The neutrino beam is aimed downward at a 3.3° angle. Although the beam starts out 150 feet below ground at Fermilab, it will pass as much as six miles below the surface as it travels toward Ash River.

The Fermilab accelerator complex currently is capable of delivering 700 kilowatts of power to the NuMI beam, but part of the NOvA project will include an upgrade to the accelerator to allow it to provide up to 900 kilowatts of power to NuMI.

 

The Detectors

Far detector

When a neutrino strikes an atom in the liquid scintillator filling the 14-kiloton far detector, it releases a burst of charged particles. Scientists can detect these particles and use them to learn about neutrino interactions. (Credit: Fermilab)

The NOvA experiment uses two detectors: a 300 metric-ton near detector at Fermilab and a much larger 14 metric-kiloton far detector in Minnesota just south of the U.S.-Canada border. The detectors are made up of 344,000 cells of extruded, highly reflective plastic PVC filled with liquid scintillator. Each cell in the far detector measures 3.9 cm wide, 6.0 cm deep and 15.5 meters long. When a neutrino strikes an atom in the liquid scintillator, it releases a burst of charged particles. As these particles come to rest in the detector, their energy is collected using wavelength-shifting fibers connected to photo-detectors. Using the pattern of light seen by the photo-detectors, scientists can determine what kind of neutrino caused the interaction and what its energy was.

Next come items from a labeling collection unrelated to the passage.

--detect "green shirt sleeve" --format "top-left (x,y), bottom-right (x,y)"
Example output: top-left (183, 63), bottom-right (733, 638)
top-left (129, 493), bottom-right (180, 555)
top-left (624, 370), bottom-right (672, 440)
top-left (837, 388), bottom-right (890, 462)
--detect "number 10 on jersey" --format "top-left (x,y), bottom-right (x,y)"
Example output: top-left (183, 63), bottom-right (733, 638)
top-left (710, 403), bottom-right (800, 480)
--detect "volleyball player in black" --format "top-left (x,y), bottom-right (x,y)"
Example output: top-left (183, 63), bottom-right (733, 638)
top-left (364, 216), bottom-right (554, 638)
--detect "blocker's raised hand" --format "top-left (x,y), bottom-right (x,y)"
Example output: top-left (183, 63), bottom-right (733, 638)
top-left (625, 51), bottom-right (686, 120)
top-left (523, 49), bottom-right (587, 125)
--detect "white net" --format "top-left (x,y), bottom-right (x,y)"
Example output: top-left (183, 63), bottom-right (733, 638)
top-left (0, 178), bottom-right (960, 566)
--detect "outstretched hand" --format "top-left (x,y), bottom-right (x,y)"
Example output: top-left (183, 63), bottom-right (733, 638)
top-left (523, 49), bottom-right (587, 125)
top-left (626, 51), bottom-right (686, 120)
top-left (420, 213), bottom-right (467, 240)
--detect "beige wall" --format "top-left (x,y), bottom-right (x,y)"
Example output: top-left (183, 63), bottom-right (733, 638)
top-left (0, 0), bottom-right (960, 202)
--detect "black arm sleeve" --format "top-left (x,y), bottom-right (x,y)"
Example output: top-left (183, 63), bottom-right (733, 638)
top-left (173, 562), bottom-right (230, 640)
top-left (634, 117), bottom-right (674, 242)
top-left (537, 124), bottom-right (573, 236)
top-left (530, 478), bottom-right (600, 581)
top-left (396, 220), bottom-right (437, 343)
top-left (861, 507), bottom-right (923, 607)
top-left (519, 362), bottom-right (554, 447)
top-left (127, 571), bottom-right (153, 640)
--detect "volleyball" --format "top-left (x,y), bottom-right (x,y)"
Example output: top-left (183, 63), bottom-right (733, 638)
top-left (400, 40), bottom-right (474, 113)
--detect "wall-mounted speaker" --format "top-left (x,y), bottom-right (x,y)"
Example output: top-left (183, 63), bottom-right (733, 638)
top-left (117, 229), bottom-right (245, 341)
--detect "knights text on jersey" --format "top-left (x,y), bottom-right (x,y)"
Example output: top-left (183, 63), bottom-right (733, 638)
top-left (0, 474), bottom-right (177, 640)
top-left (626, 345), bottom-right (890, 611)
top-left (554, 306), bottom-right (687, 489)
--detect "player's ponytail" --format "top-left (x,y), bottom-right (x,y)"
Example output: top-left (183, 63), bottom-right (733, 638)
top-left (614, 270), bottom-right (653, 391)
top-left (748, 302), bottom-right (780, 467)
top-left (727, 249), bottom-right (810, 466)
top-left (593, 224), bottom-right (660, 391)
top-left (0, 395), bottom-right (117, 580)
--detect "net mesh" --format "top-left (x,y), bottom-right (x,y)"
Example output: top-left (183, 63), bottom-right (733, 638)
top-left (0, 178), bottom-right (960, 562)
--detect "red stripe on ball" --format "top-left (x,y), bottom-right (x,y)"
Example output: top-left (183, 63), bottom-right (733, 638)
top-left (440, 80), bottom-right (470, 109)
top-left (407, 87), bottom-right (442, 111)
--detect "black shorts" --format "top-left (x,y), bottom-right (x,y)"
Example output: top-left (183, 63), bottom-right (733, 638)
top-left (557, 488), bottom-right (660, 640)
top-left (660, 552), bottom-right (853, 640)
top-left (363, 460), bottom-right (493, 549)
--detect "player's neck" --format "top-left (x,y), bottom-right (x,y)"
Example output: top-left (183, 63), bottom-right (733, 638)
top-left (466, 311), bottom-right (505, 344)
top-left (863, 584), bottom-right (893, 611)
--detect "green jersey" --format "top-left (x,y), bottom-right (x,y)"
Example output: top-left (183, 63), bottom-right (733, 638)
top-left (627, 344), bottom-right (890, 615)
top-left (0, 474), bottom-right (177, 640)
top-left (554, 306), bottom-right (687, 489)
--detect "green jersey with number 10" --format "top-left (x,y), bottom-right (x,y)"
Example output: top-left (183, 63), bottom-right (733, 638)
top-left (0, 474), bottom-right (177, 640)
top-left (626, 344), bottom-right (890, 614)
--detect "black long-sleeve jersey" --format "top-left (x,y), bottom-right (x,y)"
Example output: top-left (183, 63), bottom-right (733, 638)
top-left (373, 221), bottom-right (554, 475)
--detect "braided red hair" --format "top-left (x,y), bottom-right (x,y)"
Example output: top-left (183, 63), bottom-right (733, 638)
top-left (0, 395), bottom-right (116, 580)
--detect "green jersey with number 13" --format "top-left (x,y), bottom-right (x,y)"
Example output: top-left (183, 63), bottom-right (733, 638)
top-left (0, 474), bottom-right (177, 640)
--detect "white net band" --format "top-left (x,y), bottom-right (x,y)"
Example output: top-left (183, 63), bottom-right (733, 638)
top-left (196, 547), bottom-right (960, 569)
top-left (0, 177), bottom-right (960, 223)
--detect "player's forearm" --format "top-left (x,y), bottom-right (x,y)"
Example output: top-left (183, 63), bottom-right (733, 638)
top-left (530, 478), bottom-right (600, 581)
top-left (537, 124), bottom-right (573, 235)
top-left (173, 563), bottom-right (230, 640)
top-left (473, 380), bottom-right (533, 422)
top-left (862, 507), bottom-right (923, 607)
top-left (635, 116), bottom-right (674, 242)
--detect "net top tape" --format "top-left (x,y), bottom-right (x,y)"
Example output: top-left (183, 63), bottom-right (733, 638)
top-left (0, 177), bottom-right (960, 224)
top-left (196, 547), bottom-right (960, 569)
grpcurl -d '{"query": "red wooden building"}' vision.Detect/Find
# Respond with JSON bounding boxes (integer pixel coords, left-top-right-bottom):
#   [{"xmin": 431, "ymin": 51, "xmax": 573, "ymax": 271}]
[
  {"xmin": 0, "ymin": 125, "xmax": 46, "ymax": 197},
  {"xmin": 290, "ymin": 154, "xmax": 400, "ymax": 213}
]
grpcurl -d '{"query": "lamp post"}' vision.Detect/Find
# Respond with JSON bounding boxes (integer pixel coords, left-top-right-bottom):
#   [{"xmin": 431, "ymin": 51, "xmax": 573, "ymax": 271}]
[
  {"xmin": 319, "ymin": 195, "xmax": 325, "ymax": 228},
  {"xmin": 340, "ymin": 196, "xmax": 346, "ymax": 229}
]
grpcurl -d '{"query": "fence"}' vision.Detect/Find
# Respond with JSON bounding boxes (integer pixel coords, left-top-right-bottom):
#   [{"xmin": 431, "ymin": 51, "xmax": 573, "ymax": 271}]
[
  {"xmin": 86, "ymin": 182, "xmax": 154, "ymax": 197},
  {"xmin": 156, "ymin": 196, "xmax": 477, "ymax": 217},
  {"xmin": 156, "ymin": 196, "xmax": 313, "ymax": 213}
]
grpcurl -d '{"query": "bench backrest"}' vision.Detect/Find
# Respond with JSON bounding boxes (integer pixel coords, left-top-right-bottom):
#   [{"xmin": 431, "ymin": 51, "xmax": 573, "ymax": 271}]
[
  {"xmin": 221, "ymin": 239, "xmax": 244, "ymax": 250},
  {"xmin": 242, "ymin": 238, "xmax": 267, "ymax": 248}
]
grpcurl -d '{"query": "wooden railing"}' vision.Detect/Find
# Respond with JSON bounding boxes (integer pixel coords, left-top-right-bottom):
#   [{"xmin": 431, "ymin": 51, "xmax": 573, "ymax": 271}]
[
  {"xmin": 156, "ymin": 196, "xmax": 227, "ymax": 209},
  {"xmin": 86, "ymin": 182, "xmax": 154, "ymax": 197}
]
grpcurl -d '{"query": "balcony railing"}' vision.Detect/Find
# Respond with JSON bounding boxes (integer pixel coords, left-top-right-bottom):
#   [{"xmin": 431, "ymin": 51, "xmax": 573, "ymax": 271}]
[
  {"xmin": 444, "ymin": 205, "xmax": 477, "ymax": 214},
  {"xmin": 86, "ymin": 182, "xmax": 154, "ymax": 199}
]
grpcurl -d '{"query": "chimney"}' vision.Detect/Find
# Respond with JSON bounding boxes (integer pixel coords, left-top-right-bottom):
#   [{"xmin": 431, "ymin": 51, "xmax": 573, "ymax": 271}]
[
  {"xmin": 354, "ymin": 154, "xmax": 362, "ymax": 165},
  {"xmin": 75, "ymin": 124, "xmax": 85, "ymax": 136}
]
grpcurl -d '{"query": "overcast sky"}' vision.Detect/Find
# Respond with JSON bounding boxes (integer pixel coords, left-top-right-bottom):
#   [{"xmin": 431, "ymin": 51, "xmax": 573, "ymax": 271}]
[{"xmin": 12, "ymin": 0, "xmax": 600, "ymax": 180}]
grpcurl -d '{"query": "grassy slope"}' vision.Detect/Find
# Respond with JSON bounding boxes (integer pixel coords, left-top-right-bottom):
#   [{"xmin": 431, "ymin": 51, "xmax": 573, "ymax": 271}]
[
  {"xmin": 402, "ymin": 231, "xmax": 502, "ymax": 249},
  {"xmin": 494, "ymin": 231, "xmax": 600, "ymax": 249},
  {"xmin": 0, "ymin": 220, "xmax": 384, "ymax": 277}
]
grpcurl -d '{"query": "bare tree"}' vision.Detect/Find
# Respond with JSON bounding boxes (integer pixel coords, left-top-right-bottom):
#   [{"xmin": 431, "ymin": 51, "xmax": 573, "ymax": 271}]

A neutrino beam, much like a beam of light from a flashlight, gradually spreads apart as it travels. The width of the NuMI beam at Fermilab starts at about six feet and grows to several miles by the time it reaches the far detector in Minnesota. The NOvA detector is located slightly off the centerline of the neutrino beam coming from Fermilab. At this off-axis location, scientists find a large flux of neutrinos at an energy of 2 GeV, the energy at which oscillation from muon neutrinos to electron neutrinos is expected to be at a maximum.